GU

Question 1

Most common type of testicular cancer

Answer 1

Seminoma: best prognosis. Made of germ cells that multiply without differentiation

Question 2

Testicular cancer composed of tissue from different germinal layers e.g. teeth, common in children. Can contain all types of tissues!

Answer 2

Teratoma

Question 3

Yolk-sac tumour

Answer 3

Testicular Cancer common in children and aggressive. Made from germ cells that differentiate into yolk sac tissue

Question 4

Non-germ cell tumours

Answer 4

Arise from diploid sex-cord stroma cells.

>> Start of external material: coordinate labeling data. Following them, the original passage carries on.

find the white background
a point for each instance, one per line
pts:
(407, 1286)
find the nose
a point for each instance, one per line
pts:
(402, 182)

• Leydig cell tumours:** androgen secreting. Testosterone causes premature puberty. Excess oestrogen can cause delayed puberty and feminisation
• Sertoli cell tumour: usually clinically silent and benign

Question 5

basement membrane of the prostate

Answer 5

Sitting within the basement membrane, is a ring of cube-shaped basal cells as well as a few neuroendocrine cells interspersed throughout

Question 6

Inner ring of luminar columnar cells

Answer 6

Luminal cells secrete substances into the prostatic fluid, that make it slightly alkaline that give it nutrients which nourish the sperm and help it survive in the acidic environment of the vagina.

Question 7

prostate specific antigen

Answer 7

The luminal cells also produce prostate specific antigen, or PSA, which helps to liquefy the gel-like semen after ejaculation, thereby freeing the sperm to swim.

Question 8

Most common type of prostate cancer

Answer 8

Adenocarcinomas are the most common type of prostate cancer, and these most commonly arise from the peripheral zone of the prostate.

Question 9

Prostate adenocarcinomas

Answer 9

They most often results from a genetic mutation in a luminal cell, but can also be a basal cell

Question 10

Gold standard for prostate cancer

Answer 10

• Multiparametric MRI: first line for suspected localised cancer
  (Previously,transrectal ultrasound (TRUS)-guided needle biopsywas the gold-standard diagnostic investigation)

Question 11

Bladder cancer removal name

Answer 11

Cystectomy is a medical term for surgical removal of all or part of the urinary bladder.

Question 12

Squamous Cell carcinoma (bladder)

Answer 12

These tumours typically pop up in multiple locations, and show extensive keratinization.
Typically arise due to chronic inflammation:

Question 13

The Genetic mutations in polycystic kidney disease (autosomal dominant)

Answer 13

PKD1 and PKD2

Question 14

Extra-renal manifestations in polycystic kidney disease (autosomal dominant)

Answer 14

Patients can have cysts that are typically benign pop up in the liver, seminal vesicles, and pancreas.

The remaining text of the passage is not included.